Edisi khusus tentang strategi bertahan hidup buruh. Artikel ini merupakan serial dari hasil riset upah buruh di empat sektor yang dilaksanakan pada Oktober-November 2023.
“Mau nanya tentang apa ya, saya deg-degan. Anak saya lagi tidur jangan sampai malam ya” pelan sekali suaranya, wajahnya menunduk, tangannya mempermainkan ujung rok abu yang dipadankan dengan blus kuning dan jilbab merah marun.

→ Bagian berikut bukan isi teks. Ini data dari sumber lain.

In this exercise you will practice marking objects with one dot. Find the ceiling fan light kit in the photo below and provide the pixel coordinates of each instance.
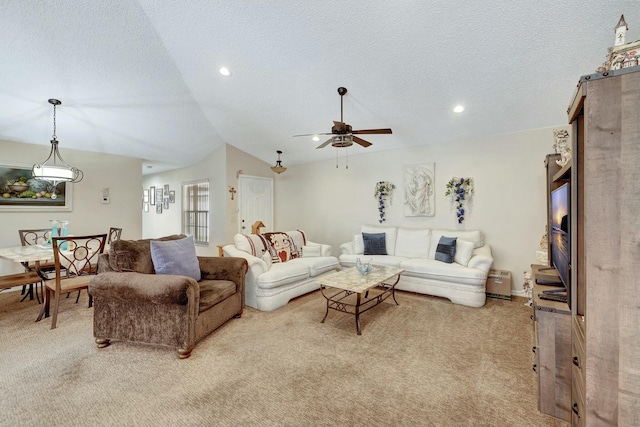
(278, 168)
(54, 169)
(343, 134)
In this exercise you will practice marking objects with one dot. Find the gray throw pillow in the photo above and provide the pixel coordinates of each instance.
(446, 250)
(176, 257)
(374, 243)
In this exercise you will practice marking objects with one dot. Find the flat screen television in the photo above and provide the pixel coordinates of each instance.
(561, 232)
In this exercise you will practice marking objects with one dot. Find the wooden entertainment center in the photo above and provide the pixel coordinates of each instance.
(604, 176)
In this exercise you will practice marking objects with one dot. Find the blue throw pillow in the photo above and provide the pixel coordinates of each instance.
(176, 257)
(374, 243)
(446, 249)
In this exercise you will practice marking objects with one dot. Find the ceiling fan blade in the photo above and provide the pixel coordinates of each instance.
(324, 144)
(361, 141)
(372, 131)
(314, 134)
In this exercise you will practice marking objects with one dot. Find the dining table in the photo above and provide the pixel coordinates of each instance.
(26, 255)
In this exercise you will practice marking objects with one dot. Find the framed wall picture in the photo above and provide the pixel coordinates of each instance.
(19, 191)
(159, 196)
(419, 194)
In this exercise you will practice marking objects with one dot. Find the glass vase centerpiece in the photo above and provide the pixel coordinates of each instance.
(59, 228)
(364, 269)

Dari cara duduknya saya paham dia tidak nyaman bertemu dengan kami, orang-orang yang tidak dikenal sebelumnya. Tapi setelah lewat sepuluh menit dan saya ajak bercanda, wajahnya mulai tidak terlihat cangung lagi. Obrolan kami lancar.
Mila, biasa dipanggil. Berusia 36 tahun. Ibu dua orang anak berusia delapan dan tiga tahun. Sehari-hari bekerja sebagai buruh harian lepas di pabrik obat pengendali serangga atau hama. Suaminya buruh harian lepas di salah satu industri rumahan dengan upah Rp 2.500.000 per bulan.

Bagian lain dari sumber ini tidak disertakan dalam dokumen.